This past week I wrapped up my parent teacher conferences at school. I had a good turn out, as I met with 10 out of 11 families in my class. Some good, most were productive and of course there were some just plain old odd things that came up.
In general, I think parent teacher conferences are important. It gives parents and teachers valuable one-on-one face time with each other. As a teacher, I get to talk about how the child is doing at school, what progress she has made and what some of the next steps are for that child. Just as important as all of that, I also get to listen. I get to listen to the parents share their observations of their child, I get to listen ask they ask questions, and I listen to their non-verbal cues as well. What are they "saying" about school by how they are sitting or standing? How does their facial expression change when I say their child is doing well with language skills but struggling mathematically? Do they frown or avoid eye contact the whole time? Are they eager to be there and showing evidence of active listening themselves? Do parents see the value? Is the information I share with them as helpful as the information they share with me? The bigger question for me is whether I can gain insight about the children from interacting and observing their parents?
While I see the value in meeting with parents and our principal encourages it, he does not provide logistical support to make it happen. We have to open houses a year and parents come whenever in the two hour block. Because of the open- ended structure it is nearly impossible to meet individually with parents during that time to discuss student progress. So because I believe conferencing with parents is vital to student success, I need to use my own time to do it. Conferences were set up for before and after school times and also during my planning period. Added to that was the fact that the parents perceive time differently than I do. If I have arranged to have a conference with you at 800 am, I will plan to arrive at 755 just in case I'm late. That was not the case. People arrived at 817 for their 800 conference and then wondered why I had to be extremely brief. I use my personal time because I am committed to and value the idea of working with parents, however, the net result was that I was exhausted. I was going in even earlier so I could do more work BEFORE the conferences started and so on.
One of the parents said that he and his wife were delighted with their child's progress. He pointed out specific examples and talked about how happy his child seems. It can be so rare to hear things like this from parents so I figured I would celebrate this comment by shairng it here. The purpose of sharing these comments is not toot my own horn, but simply to pause and reflect. So often we are unsure of the parents' perception of the work we do each day with their children, that these comments are heartening, inspiring, and helpful to me. Another parent said that her daughter goes home and sings our classroom songs and talks about specific things I said to her during the day.

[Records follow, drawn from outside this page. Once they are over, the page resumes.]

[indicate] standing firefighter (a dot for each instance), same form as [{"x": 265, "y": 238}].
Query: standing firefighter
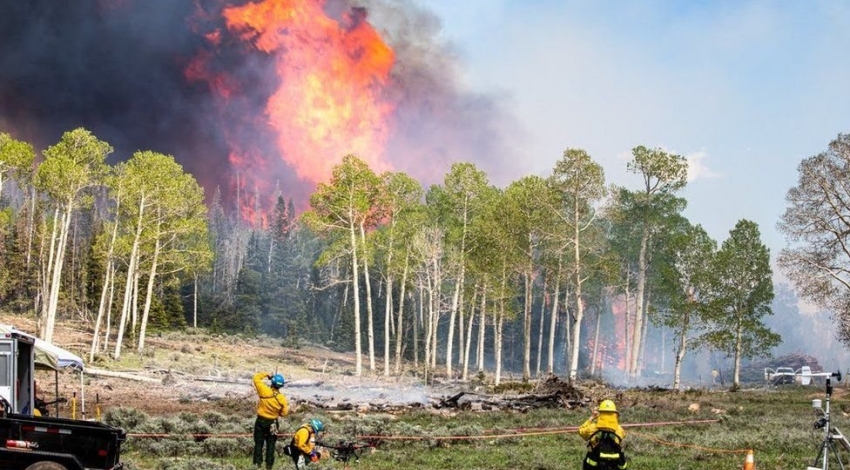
[
  {"x": 604, "y": 437},
  {"x": 272, "y": 405},
  {"x": 302, "y": 448}
]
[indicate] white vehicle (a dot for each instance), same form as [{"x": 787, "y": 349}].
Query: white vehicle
[{"x": 780, "y": 376}]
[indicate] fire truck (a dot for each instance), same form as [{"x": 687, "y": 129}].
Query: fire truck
[{"x": 30, "y": 442}]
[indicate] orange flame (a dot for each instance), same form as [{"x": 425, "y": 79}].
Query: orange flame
[{"x": 333, "y": 74}]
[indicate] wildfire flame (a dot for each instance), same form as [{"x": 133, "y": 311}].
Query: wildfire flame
[
  {"x": 330, "y": 98},
  {"x": 332, "y": 73}
]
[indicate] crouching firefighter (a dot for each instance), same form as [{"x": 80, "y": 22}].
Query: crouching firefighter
[
  {"x": 604, "y": 437},
  {"x": 272, "y": 404},
  {"x": 302, "y": 447}
]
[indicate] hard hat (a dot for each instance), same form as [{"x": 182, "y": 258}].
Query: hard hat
[{"x": 608, "y": 405}]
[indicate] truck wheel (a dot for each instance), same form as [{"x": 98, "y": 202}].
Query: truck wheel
[{"x": 46, "y": 465}]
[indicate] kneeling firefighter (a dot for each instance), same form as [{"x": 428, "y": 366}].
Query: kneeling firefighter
[
  {"x": 302, "y": 448},
  {"x": 604, "y": 437}
]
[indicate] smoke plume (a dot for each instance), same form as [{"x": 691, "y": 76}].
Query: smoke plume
[{"x": 253, "y": 98}]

A few parents seemed appreciative of my reccomendations for home. While each kid received individualized recommendations, if one parent does one of the recommended activities, it could be THE thing that makes a difference for that child. Go Parents!
One parent, who was a bot confrontational at the beginning of the year, was on board and open to my ideas. Her observations were similar to mine and I feel that we are going to be communicating better with each other. We now understand that we both have the same goal: helping her struggling child to succede in school. I was apprehensive about that particular conference but grateful and a bit surprised that we saw eye to eye.
Of course there are some low lights. The parent who came in her lingere and flannel pajama bottoms. The parent who thought I would provide free private tutoring before school to her struggling child. The parent who asked me what she was supposed to do with her child when school is closed for upcoming muchly needed Thanksgiving recess. The parent who couldn't be bothered to actually stop her cell phone conversation. Anyway, I do not want to dwell. I do feel that, overall, despite some low lights, it was a valuable investment of my time and effort. I know that I am doing my part. I have provided valuable information to parents on their child's individual progress and gave suggestions to how they can help at home. It was a lot of work and I truly was wiped out by the middle of the week when conferences ended, but it was all worth it.